Metric Hub

Cost In CS.LG Papers

Updated from current HFEPX corpus (Feb 27, 2026). 30 papers are grouped in this metric page. Common evaluation modes: Automatic Metrics, Simulation Env. Most common rater population: Domain Experts. Common annotation unit: Trajectory. Frequent quality control: Calibration. Frequently cited benchmark: GSM8K. Common metric signal: cost. Use this page to compare protocol setup, judge behavior, and labeling design decisions before running new eval experiments. Newest paper in this set is from Feb 25, 2026.

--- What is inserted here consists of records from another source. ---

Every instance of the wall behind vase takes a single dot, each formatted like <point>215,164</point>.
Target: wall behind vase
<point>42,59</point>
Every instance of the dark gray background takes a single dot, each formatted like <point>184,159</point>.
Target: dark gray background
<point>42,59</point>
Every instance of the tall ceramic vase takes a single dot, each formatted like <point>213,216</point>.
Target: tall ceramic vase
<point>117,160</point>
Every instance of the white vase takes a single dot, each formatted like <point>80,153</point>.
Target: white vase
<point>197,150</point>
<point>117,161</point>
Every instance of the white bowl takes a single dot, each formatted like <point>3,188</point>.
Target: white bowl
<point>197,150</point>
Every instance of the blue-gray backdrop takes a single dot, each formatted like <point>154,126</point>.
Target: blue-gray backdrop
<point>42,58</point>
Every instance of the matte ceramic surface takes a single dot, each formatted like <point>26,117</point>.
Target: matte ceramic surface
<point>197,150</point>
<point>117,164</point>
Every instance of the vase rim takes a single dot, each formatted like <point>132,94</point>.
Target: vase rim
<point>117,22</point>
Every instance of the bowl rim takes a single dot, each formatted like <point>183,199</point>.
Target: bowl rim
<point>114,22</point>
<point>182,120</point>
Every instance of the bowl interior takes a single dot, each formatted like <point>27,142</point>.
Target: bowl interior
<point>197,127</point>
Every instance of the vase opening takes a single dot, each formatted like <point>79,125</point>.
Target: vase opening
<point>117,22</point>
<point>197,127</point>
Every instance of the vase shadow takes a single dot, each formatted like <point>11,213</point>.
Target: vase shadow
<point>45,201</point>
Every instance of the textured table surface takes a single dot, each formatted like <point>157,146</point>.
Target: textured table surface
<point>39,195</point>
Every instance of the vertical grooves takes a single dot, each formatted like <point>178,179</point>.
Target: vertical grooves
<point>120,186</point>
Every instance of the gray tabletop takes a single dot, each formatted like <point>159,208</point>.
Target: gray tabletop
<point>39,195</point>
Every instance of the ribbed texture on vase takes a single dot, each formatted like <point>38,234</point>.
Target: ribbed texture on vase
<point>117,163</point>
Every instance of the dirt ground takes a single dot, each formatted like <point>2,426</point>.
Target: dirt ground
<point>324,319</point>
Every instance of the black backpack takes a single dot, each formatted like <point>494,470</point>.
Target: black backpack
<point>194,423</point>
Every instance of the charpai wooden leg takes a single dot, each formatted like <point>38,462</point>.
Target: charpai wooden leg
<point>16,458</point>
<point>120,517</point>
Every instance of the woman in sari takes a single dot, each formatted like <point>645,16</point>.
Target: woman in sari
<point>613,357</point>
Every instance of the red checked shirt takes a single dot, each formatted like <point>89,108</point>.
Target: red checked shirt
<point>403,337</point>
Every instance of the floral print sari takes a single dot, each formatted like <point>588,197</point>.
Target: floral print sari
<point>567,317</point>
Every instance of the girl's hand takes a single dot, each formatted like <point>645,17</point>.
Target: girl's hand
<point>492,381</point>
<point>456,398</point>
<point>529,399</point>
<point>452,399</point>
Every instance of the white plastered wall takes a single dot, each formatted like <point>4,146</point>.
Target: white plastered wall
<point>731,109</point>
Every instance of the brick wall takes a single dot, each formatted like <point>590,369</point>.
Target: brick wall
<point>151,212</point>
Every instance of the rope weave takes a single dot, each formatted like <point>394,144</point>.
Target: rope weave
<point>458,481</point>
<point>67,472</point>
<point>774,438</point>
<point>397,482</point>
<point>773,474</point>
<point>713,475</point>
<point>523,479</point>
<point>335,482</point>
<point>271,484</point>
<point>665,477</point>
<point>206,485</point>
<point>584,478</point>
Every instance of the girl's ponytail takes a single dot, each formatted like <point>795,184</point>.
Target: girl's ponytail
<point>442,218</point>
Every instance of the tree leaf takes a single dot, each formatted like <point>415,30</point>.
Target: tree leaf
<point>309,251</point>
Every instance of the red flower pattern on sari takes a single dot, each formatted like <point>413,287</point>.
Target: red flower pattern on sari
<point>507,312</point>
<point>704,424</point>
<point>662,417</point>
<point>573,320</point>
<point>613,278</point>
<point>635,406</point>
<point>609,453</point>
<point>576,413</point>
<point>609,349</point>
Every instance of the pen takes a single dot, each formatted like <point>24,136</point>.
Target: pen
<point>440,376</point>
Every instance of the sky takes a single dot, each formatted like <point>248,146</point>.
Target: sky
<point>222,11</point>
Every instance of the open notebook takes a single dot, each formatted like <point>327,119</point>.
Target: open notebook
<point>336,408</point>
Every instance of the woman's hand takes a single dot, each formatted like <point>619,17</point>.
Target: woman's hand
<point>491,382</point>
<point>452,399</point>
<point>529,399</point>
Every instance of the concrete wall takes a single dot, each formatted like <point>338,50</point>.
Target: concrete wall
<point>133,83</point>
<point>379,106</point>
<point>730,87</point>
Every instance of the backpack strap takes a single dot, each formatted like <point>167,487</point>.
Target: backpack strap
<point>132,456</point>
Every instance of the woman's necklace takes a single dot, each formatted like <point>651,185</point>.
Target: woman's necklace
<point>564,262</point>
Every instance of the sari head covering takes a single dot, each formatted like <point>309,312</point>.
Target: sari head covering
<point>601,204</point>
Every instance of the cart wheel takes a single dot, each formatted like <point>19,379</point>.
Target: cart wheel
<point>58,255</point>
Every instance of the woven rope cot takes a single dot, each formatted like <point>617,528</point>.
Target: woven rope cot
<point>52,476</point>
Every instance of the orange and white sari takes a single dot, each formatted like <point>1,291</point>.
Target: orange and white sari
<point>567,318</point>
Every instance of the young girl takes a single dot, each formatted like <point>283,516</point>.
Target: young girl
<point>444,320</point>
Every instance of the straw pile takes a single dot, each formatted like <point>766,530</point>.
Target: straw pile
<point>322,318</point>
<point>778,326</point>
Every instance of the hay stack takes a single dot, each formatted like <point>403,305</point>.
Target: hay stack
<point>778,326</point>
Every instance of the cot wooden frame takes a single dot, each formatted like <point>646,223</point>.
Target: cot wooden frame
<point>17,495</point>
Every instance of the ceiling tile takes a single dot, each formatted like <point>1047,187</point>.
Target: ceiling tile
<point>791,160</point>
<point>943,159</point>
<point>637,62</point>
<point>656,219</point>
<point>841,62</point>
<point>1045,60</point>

Papers: 30 Last published: Feb 25, 2026 Global RSS

Research Narrative

Grounded narrative Model: deterministic-grounded Source: persisted

Updated from current HFEPX corpus (Feb 27, 2026). This page tracks 30 papers for Cost In CS.LG Papers. Dominant protocol signals include automatic metrics, simulation environments, with frequent benchmark focus on GSM8K, NyayaBench and metric focus on cost, accuracy. Use the grounded sections below to prioritize reproducible protocol choices, benchmark-matched comparisons, and judge-vs-human evaluation checks.

Why This Matters For Eval Research

3.3% of papers report explicit human-feedback signals, led by expert verification.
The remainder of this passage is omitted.